裴曦問她:“你是瞧不起我的照顧還是瞧不起我的護膚品?”
羽青鸞莞爾,悠悠說道:“帝君駐顏有術,朕三生有幸。”
裴曦笑嗬嗬地說:“護膚保養的功勞。”不過,他家陛下真是超好的代言人。帝君研製、天子禦用的護膚品牌,那賣起來的價格……嗬嗬,貴族買起來都牙疼,但他們看到陛下這張年輕貌美的臉,咬牙切齒的也要買,還有人想沾天神福澤買回去供著的。最讓裴曦揚眉吐氣的是,哪怕彆人再眼饞他的利潤,也不敢搶他的買賣。
兩人說說笑笑間,便到了敏元宮,進門便聽到羽金翅嘰嘰喳喳地說他的莊子有多能掙錢、比二哥的莊子能掙錢。他說了半天,羽焦明悠悠地來一句,“我在臥牛山裡獵猛獸,我在草原獵狼群。”
夫妻兩人踏步進去,就見羽金翅滿臉被噎住的可憐樣。
羽金翅憋了半天,想了想,語氣堅定地說:“我長大後,也能的。”他說完,看到娘來了,飛奔過去,還沒抱到娘的大腿,就被爹抱起來放在旁邊的椅子上。他發現,家裡人對他都有點不太友好。

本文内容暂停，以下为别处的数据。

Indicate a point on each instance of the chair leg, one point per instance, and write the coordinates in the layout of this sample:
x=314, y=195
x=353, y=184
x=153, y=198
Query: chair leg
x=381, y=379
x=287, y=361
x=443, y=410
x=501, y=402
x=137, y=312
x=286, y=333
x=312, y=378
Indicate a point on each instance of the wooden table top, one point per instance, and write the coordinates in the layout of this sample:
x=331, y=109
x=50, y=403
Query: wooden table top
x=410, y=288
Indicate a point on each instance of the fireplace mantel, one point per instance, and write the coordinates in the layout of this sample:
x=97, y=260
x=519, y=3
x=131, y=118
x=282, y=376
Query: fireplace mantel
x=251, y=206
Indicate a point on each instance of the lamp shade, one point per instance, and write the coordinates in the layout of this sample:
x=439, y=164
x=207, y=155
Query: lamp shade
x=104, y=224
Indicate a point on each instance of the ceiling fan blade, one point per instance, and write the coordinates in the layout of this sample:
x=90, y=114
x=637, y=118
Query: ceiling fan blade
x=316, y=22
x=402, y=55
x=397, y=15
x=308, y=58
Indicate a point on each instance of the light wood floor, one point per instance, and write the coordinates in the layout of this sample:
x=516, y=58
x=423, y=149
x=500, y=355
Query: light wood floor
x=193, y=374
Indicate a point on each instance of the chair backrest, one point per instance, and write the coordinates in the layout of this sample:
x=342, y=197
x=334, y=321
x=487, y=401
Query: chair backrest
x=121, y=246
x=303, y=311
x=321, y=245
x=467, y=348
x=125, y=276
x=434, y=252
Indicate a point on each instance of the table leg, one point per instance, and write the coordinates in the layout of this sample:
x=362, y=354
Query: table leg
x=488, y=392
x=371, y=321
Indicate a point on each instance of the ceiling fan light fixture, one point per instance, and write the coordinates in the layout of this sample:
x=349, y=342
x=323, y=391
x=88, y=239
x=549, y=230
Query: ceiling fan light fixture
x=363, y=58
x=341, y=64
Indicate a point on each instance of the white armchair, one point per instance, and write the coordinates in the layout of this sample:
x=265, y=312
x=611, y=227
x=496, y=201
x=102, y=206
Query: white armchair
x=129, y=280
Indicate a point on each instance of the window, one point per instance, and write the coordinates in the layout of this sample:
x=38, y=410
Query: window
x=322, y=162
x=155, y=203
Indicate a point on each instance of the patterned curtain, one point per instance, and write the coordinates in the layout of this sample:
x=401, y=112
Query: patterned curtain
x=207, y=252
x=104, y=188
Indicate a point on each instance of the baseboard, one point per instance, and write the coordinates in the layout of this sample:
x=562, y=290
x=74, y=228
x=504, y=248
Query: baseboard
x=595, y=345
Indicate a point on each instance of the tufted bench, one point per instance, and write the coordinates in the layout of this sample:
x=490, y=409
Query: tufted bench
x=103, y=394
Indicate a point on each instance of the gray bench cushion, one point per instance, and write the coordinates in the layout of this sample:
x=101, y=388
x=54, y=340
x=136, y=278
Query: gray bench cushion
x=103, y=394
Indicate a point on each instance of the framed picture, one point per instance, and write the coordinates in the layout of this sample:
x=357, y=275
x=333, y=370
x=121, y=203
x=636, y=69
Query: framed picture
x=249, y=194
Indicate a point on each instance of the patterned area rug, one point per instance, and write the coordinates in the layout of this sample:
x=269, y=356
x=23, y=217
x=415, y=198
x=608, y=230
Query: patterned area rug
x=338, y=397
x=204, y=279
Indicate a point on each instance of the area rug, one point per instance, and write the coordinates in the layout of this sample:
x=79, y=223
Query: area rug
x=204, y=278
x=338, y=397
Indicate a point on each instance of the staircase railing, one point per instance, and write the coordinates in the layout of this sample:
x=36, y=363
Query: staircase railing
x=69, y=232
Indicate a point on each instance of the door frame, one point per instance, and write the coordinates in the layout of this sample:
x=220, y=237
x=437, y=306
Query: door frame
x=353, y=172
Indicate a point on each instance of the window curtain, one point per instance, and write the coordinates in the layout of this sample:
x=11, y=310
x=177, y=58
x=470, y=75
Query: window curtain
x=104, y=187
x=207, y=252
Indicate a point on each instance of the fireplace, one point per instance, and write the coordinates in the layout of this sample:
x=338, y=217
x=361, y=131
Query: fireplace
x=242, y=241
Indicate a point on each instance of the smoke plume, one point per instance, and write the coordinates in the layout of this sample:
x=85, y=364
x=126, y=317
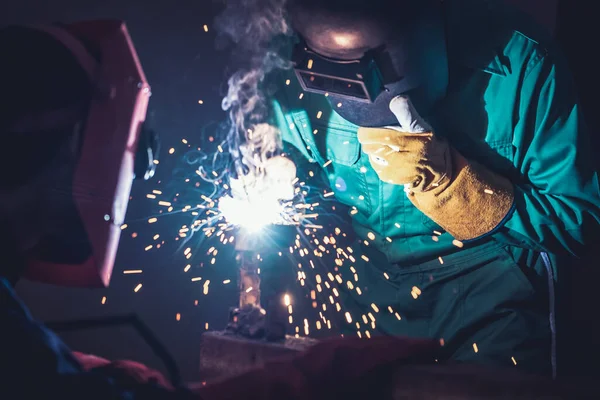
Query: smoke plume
x=257, y=32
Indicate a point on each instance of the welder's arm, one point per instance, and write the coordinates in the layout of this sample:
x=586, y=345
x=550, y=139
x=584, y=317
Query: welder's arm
x=35, y=363
x=558, y=210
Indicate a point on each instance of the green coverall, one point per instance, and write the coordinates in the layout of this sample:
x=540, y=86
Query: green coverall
x=511, y=107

陸敏的眼睛已經不太看得清東西,老花眼,不過這麼大的兩個大活人進來,還是認得出來的。她當即起身要行禮。
羽青鸞和裴曦熟門熟路地在她起身前快步過去把她扶住。禮不可廢,於是他倆每次來,進門都得先來這一出。
羽青鸞賜下詔書,鎮國夫人年滿七旬,是福澤深厚的高壽之人,見天子王爵皆可不拜,可鎮國夫人每次見到他倆,也依然行禮,不想落人口舌,給孩子們添麻煩。
她的年齡大了,不能再自己替兒孫們出頭護著他們,便少添點麻煩的好。
裴曦剛到大鳳朝的那些年,對身體和身份的轉變還不適應,更多的時候仍停留在上輩子,對他這輩子的爹娘都很難有歸屬和認同感,可隨著這麼多年的相處,爹媽實心實意的對他好,就算是石頭的心也捂暖了,真生出幾分血脈相連的親情感。他在陸敏的身邊坐下,說:“每次都走這過場,累不累呀。”
鎮國夫人說:“不累。”
羽青鸞知道外麵有人在傳鎮國夫人陸敏在宮裡不是太後勝過太後。她坐在陸敏的下手處,說:“我喚你娘,你撫養了元兒、焦明、金翅,禮法之外,尚有人情。朕和幾個孩子樂意,他們若有異議,叫他們到朕跟前來說道。”
鎮國夫人不好接這話,便轉了話題,說:“裴嘯他們都進京了,我想出宮住一陣子。”
難得裴家的兒孫齊聚,裴曦和羽青鸞自然不會反對。不過陸敏的年齡大了,怕她出現閃失,防護做得嚴嚴實實的。
羽青鸞派的是一名千總帶上羽翎軍護送鎮國夫人回府。她交待差事時吩咐了句,“鎮國夫人年邁,受不得激怒,若有誰冒犯她,立斬不饒。若有差池閃失,你全家提頭來見。”
千總應下,小心翼翼地護送陸敏回去。不要說天子有話,即便天子沒話,他也不敢讓鎮國夫人有半點閃失,不然,太女和兩位皇子都得活撕了他。
羽焦明和羽金翅都擔心奶奶,陪著她出宮,一直送她到府上,看到安頓好,這才準備回宮。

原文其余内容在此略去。